Fell, Todd todd.fell at yale.edu
Fri Oct 30 07:10:57 MDT 2015


Apologies in advance for cluttering your inboxes even more, but I thought folks on the dcrm-l would find the following discussions taking place on the maps-l listserv interesting and very relevant to our concerns and past problems with OCLC merging records.

Todd

From: Maps-L: Map Librarians, etc. [mailto:MAPS-L at LISTSERV.UGA.EDU] On Behalf Of Weitz,Jay
Sent: Thursday, October 29, 2015 1:34 PM
To: MAPS-L at LISTSERV.UGA.EDU
Subject: Re: OCLC incorrectly merging map records

Dear Angie and Colleen,

Please believe me when I tell you that OCLC takes the accuracy of the automated Duplicate Detection and Resolution extremely seriously.  The DDR team meets multiple times most weeks, in part to discuss such issues as this one.  As soon as Angie reported the incorrect merge on Wednesday, we began working on it.  The records were pulled apart and we have been discussing and testing different solutions to the incorrect merge since then.

Already built into the algorithms are numerous routes to try to discern differences such as those in evidence in this pair of records.  We have already exempted from DDR records for all maps published earlier than 1901 (except for such things as electronic or microform reproductions of them), a decision determined in consultation with MAGIRT's Cataloging and Classification Committee (on which I serve as the OCLC liaison).  Within a certain tolerance, we don't match records that have different scales.  We try to find and parse dates as well as certain types of alphanumeric identifiers that may be buried in quoted 500 notes. We try to identify statements of distribution (such as oil company distributors for road maps) that may be buried in quoted 500s.  These are just a few of the map-specific  things we try to do so as not to merge records incorrectly.  We also compare 086 fields when present to distinguish subtly different government publications, including maps.  Although an automated process such as DDR will never be perfect, especially in a database as large and diverse as WorldCat, we try our best to make it work better all the time.
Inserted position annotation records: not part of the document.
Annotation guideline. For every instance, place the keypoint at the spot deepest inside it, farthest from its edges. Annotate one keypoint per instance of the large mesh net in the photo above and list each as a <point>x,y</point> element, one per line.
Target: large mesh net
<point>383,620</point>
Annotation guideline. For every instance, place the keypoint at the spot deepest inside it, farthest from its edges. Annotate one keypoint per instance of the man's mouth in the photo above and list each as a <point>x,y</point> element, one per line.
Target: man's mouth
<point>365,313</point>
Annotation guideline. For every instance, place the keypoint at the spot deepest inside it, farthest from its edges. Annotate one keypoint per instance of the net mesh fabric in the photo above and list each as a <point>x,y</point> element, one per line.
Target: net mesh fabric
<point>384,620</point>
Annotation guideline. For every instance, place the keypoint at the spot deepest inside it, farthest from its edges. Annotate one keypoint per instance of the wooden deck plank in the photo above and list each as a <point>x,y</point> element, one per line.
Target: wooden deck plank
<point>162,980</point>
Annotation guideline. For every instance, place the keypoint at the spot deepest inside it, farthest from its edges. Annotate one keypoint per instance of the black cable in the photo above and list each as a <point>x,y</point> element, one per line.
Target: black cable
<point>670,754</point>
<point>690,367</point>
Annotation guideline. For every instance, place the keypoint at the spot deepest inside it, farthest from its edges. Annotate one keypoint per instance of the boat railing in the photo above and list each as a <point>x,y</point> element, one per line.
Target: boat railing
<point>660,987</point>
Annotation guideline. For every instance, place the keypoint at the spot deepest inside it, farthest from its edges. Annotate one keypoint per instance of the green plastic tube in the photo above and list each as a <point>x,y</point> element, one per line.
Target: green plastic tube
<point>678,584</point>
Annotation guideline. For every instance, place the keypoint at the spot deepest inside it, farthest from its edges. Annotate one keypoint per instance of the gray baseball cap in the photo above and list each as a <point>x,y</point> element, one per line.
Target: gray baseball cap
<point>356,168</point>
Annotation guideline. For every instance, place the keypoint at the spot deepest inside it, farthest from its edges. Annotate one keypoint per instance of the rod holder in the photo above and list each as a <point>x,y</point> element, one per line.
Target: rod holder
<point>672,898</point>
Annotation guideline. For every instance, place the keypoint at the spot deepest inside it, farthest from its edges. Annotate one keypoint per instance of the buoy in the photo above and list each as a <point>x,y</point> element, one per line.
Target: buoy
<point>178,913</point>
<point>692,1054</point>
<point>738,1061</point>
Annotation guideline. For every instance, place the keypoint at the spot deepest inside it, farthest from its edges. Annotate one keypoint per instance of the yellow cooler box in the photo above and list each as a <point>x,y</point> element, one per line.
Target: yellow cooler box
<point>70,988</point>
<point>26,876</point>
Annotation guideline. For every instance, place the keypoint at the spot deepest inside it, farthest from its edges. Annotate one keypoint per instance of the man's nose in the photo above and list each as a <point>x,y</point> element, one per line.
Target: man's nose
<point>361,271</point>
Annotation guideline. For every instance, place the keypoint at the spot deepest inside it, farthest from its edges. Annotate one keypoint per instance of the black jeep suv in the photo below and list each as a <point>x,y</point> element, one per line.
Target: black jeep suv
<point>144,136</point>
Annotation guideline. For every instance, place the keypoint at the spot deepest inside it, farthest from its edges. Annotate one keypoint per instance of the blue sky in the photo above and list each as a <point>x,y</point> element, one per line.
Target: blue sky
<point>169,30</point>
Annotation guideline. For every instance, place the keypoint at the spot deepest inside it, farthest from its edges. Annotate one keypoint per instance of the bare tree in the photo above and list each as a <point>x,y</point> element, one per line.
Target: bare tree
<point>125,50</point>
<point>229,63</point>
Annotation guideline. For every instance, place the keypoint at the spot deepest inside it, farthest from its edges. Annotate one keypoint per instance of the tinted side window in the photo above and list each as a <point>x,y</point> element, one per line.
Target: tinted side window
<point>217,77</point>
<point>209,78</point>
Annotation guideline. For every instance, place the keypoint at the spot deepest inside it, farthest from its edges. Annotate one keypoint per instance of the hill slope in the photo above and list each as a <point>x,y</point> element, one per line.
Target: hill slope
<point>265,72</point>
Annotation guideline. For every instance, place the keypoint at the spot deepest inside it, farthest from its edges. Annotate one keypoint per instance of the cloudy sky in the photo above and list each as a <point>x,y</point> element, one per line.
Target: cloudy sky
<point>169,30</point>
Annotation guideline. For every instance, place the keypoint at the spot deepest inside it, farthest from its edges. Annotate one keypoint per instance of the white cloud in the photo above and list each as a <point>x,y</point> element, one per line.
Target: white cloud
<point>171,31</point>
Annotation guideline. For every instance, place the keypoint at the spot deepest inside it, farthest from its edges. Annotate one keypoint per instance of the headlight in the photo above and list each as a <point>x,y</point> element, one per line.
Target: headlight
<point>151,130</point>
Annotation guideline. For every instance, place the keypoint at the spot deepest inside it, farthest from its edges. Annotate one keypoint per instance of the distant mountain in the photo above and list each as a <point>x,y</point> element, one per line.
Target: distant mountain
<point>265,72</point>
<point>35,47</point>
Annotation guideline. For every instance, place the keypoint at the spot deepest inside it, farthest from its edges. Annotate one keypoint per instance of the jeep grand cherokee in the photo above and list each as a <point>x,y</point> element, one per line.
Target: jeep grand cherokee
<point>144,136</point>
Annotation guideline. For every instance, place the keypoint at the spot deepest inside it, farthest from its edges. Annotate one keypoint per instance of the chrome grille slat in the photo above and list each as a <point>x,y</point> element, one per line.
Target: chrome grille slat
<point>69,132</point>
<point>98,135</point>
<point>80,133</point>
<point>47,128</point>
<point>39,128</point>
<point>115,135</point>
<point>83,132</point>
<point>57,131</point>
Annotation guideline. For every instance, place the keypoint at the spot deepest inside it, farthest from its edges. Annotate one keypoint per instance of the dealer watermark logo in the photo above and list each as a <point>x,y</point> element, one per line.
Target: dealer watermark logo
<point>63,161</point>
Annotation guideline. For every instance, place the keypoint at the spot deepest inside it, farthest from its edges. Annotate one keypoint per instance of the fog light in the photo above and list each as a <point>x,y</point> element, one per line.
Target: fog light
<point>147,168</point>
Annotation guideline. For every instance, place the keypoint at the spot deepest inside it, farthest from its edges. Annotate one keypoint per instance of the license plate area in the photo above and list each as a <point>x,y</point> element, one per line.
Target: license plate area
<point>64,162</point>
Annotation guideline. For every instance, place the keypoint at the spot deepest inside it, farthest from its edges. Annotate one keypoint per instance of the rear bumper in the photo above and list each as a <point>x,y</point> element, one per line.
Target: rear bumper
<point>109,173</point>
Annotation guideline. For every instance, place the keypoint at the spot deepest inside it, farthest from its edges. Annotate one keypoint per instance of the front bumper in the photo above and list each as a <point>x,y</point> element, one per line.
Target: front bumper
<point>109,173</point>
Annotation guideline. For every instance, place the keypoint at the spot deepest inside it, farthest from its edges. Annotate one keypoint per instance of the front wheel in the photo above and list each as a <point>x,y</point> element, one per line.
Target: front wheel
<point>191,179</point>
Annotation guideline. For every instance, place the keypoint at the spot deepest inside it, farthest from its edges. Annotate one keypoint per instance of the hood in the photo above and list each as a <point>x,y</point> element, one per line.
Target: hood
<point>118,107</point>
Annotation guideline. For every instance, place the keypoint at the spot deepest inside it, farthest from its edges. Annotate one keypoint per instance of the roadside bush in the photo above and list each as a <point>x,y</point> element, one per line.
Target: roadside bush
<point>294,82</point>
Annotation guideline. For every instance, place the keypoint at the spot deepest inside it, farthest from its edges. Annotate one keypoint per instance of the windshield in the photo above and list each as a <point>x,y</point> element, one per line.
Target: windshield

The single example reported by Angie has suggested several improvements to our algorithms that we've already begun to test.  It has also revealed to us ways in which the existing algorithms may not be working quite the way we intended them to.  The quoted note in #793401057 that Angie cites was absolutely correct, and we're not suggesting it wasn't.  In #701552600, the numbering statement and the date statement were in two separate 500 notes, and the date note was missing its opening quotation mark, which has since been corrected.  We tested to see if adding the missing quotation mark made any difference (it didn't, as it turned out).  Dates can be expressed in all sorts of ways, as we all know, and though many of those ways are easily recognizable by a human cataloger, instructing an algorithm to identify all the legitimate variations can be difficult.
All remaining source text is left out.